第123話:下剋上⑤
デポルが何か。
考えたことはある。
だが、どこを探しても、ほとんど情報はなかった。
図書館。
インターネット。
政界。
特に政界へ入ってからは、デポルを擁護し、権益に塗れた人間しか見ていない。
見た目は人間。
奪うことに最適化された存在。
感情が昂り、行動に移す時だけ、肌の色がドス黒く変わる個体もいる。
奴らには戸籍がない。
だから、ほとんどの個体は奪い続けて生きている。
だが、それを良しとしない個体もいた。
奪いたくないと願い。
人として生きようとした個体もいた。
はたまた、デポルと人間の子。
井口ゆうたも。
そして、加藤ベアトリクスめぐみも。
デポルの遺伝子を持ちながら、人間として戸籍を持ち、生きている者もいる。
俺が知り得るのはここまでだ。
デポルが何故生まれたのか。
何処から来たのか。
日本にどれほど存在するのか。
俺は何も知らない。
何も知らずに殺してきた。
それでも。
後悔だけは、一度もしなかった。
「君たちは……デポルが何か、知っているか?」
知らねえよ。
そんなもの。
デポルの概念か。
存在価値か。
そんなもの、どうでもいい。
俺は奴らに殺された。
沢口冴子も殺された。
今世でも、何度も殺されかけた。
ついさっきまでだ。
それだけで、十分に殺す理由になる。
「掠奪種、でしょう」
「誰がつけたかは知りませんが、これ以上ないほど、ぴったりな種族名じゃないですか」
人間とは分けられた種族。
それほどまでに異質な存在。
高宮が静かに口を開く。
「掠奪種と書き、デポルと読む」
「それは私がつけた」
誰も反応しない。
拍手も。
ざわめきも。
何もない。
全国放送とは思えないほど。
静まり返っていた。
そして。
俺の呼吸も止まる。
息ができない。
想定外の言葉に、思考が止まりそうになる。
「あなたが……種族名をつけた?」
すかさず、めぐみが助け舟を出す。
質問での鸚鵡返し。
俺が営業で教えた技術の一つ。
「そうだ。

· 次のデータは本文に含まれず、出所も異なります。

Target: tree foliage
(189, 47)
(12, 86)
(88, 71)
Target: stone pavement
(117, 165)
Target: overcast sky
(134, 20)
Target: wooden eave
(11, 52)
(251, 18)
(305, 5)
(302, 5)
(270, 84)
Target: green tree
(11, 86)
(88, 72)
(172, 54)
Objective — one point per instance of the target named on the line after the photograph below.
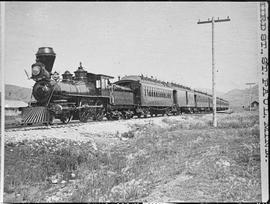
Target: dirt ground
(161, 159)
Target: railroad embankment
(178, 158)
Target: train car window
(98, 84)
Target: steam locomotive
(86, 95)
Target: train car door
(137, 93)
(195, 100)
(175, 97)
(186, 98)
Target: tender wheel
(51, 119)
(100, 112)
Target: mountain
(13, 92)
(241, 97)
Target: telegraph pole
(250, 84)
(213, 21)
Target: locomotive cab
(102, 84)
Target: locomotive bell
(46, 55)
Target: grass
(221, 164)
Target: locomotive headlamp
(36, 70)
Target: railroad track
(20, 127)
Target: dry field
(179, 158)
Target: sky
(156, 39)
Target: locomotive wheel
(100, 112)
(66, 118)
(52, 117)
(83, 116)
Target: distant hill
(13, 92)
(209, 91)
(241, 97)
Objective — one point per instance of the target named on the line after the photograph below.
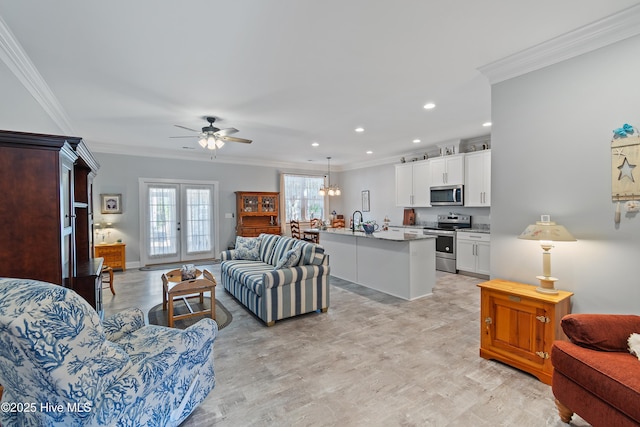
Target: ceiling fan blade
(227, 131)
(234, 139)
(184, 127)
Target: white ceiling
(285, 73)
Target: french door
(180, 221)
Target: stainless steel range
(445, 232)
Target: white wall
(551, 137)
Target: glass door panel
(163, 224)
(198, 223)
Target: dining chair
(295, 229)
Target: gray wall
(120, 173)
(551, 137)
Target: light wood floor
(371, 360)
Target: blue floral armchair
(61, 366)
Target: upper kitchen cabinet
(447, 170)
(477, 186)
(412, 184)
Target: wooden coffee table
(176, 275)
(186, 288)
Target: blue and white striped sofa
(272, 292)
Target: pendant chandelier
(331, 190)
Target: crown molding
(18, 61)
(200, 156)
(611, 29)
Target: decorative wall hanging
(111, 203)
(625, 178)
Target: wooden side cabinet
(114, 255)
(518, 325)
(257, 212)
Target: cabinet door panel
(404, 185)
(516, 329)
(465, 258)
(421, 186)
(483, 251)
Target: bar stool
(107, 277)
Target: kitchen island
(394, 262)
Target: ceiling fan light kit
(214, 138)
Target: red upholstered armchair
(594, 375)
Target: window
(301, 198)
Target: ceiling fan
(212, 137)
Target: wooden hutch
(257, 212)
(47, 212)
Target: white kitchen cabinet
(412, 184)
(473, 252)
(477, 186)
(447, 170)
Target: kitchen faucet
(353, 220)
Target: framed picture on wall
(111, 203)
(365, 201)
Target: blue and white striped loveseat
(276, 276)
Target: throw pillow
(288, 259)
(634, 344)
(248, 248)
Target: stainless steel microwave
(447, 195)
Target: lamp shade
(546, 230)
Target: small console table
(114, 254)
(518, 325)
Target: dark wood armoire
(46, 211)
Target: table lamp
(547, 232)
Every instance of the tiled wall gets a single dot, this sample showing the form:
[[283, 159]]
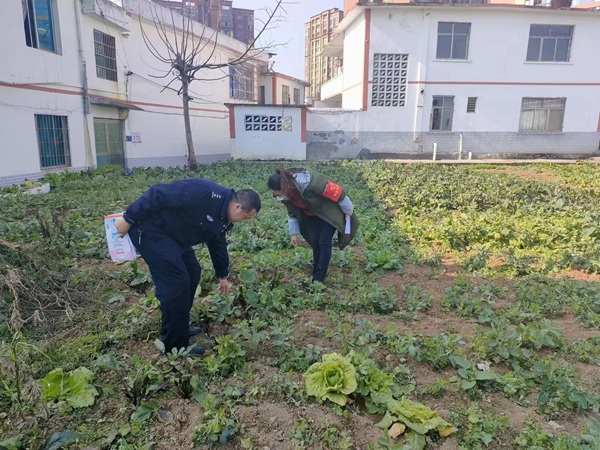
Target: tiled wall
[[178, 161], [340, 145]]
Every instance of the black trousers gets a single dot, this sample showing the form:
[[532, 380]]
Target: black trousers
[[176, 274], [322, 246]]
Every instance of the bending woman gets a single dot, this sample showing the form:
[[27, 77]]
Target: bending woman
[[317, 208]]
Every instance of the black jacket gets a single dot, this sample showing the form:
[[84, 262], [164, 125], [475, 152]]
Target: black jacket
[[191, 212]]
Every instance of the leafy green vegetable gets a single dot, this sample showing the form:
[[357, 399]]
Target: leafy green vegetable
[[74, 388], [415, 416], [333, 379]]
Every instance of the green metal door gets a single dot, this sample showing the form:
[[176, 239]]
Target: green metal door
[[108, 134]]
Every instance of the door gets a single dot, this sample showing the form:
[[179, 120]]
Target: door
[[108, 134]]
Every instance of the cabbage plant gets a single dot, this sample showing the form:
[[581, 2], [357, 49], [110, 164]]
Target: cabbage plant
[[333, 379]]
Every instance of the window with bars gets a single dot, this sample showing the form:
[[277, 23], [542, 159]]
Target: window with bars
[[453, 40], [471, 104], [542, 114], [441, 113], [53, 141], [106, 56], [41, 30], [285, 94], [390, 72], [241, 82], [549, 43]]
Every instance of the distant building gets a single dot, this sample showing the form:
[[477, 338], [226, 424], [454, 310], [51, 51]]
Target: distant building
[[79, 92], [490, 79], [319, 69], [235, 22]]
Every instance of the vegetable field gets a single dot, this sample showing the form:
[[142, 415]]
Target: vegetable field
[[465, 315]]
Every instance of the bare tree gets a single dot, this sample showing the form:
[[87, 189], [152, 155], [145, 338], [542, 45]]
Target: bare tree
[[191, 56]]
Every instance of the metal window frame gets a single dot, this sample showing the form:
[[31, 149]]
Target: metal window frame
[[30, 15], [390, 79], [442, 108], [453, 34], [544, 108], [106, 64], [242, 82], [61, 147], [554, 38], [471, 104], [285, 94]]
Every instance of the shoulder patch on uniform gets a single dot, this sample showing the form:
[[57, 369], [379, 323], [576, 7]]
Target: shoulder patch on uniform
[[332, 191]]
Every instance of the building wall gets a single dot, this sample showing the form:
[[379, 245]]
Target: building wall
[[275, 82], [40, 82], [318, 32], [354, 60], [340, 134], [288, 143], [243, 25], [499, 83]]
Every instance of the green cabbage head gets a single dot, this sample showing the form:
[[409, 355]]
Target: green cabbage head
[[333, 379]]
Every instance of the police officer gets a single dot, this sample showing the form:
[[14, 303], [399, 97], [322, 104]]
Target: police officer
[[164, 224]]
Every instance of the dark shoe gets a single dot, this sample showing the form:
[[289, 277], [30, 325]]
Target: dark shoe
[[193, 331], [196, 351]]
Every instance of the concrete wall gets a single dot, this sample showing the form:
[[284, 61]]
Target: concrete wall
[[41, 82], [496, 72], [354, 58], [341, 134], [289, 142]]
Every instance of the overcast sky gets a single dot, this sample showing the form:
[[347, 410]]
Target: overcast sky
[[289, 59]]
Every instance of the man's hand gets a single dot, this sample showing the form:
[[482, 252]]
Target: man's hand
[[295, 240], [224, 286], [122, 227]]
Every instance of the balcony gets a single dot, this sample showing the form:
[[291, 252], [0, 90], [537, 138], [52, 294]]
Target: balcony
[[333, 87]]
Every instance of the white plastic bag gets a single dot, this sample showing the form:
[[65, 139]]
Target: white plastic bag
[[120, 248]]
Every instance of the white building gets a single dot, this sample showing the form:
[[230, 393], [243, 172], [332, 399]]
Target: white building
[[78, 89], [494, 80], [275, 88]]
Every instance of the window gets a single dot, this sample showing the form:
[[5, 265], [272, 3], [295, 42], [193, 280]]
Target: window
[[549, 43], [471, 104], [108, 136], [542, 114], [40, 25], [441, 113], [268, 123], [106, 56], [390, 72], [53, 141], [285, 94], [453, 40], [241, 82]]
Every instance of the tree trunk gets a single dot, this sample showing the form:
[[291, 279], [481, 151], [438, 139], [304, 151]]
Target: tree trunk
[[192, 163]]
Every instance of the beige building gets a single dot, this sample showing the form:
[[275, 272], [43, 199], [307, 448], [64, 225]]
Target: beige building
[[318, 69]]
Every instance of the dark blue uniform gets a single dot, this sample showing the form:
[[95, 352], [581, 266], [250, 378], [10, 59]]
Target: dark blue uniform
[[167, 220]]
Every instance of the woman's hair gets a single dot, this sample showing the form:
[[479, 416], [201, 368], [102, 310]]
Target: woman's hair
[[283, 180]]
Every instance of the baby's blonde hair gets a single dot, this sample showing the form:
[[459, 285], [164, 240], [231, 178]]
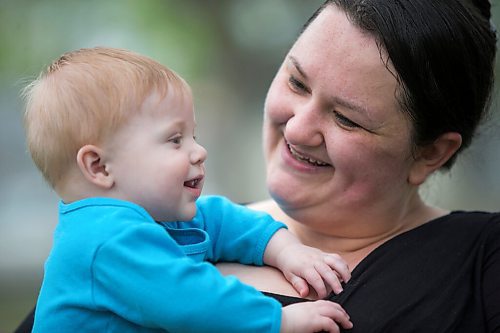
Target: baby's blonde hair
[[83, 97]]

種族名をつけ、呼称を考え、徐々に浸透させた」
ようやく理解した。
何故、呼吸がままならないのか。
それは怒りだ。
俺のタイムリープ。
人生の巻き戻し。
その始まりとなった感情。
こいつが全てを知っている。
こいつのせいでデポルが溢れた。
こいつのせいで。
その時だった。
背中へ温かい感触。
めぐみの右手だった。
彼女は何も言わない。
だが伝わる。
『怒りに身を任せるな』
『何も見えなくなる』
目がそう語っていた。
彼女は真偽を見極めようとしている。
冷静で。
優秀で。
天才型。
俺にとって憧れであり。
嫉妬の対象でもある。
彼女ほどの才があれば。
俺のしようとしていることなど、とっくに完遂していたのだろう。
俺は深呼吸する。
ゆっくりと。
生放送であることも忘れ。
息を整える。
肺へ。
脳へ。
全身へ。
酸素が巡る。
霞んでいた視界が、少しずつ晴れていく。
その上で。
俺は机を蹴り飛ばした。
鈍い音がスタジオへ響く。
それでも高宮は。
瞬き一つしなかった。
「デポルについて知っていることを全て話せ」
「久世くん。それは脅迫になるのではないかな」
「現役の弁護士が、全国放送で随分と物騒なことをする」
「国民へデポルを放ち、奪わせ続けた大悪党のあなたよりは、ずっとマシでしょう」
高宮は椅子へ深く背を預けた。
その目には。
一切の揺らぎがない。
「何故、私はデポルを残すのか。その理由を話そう」
スタジオが再び静まり返る。
正義感に満ちた眼差し。
だが、その奥には。
どこか見覚えのある感情があった。
それは。
深い憎悪の色だった。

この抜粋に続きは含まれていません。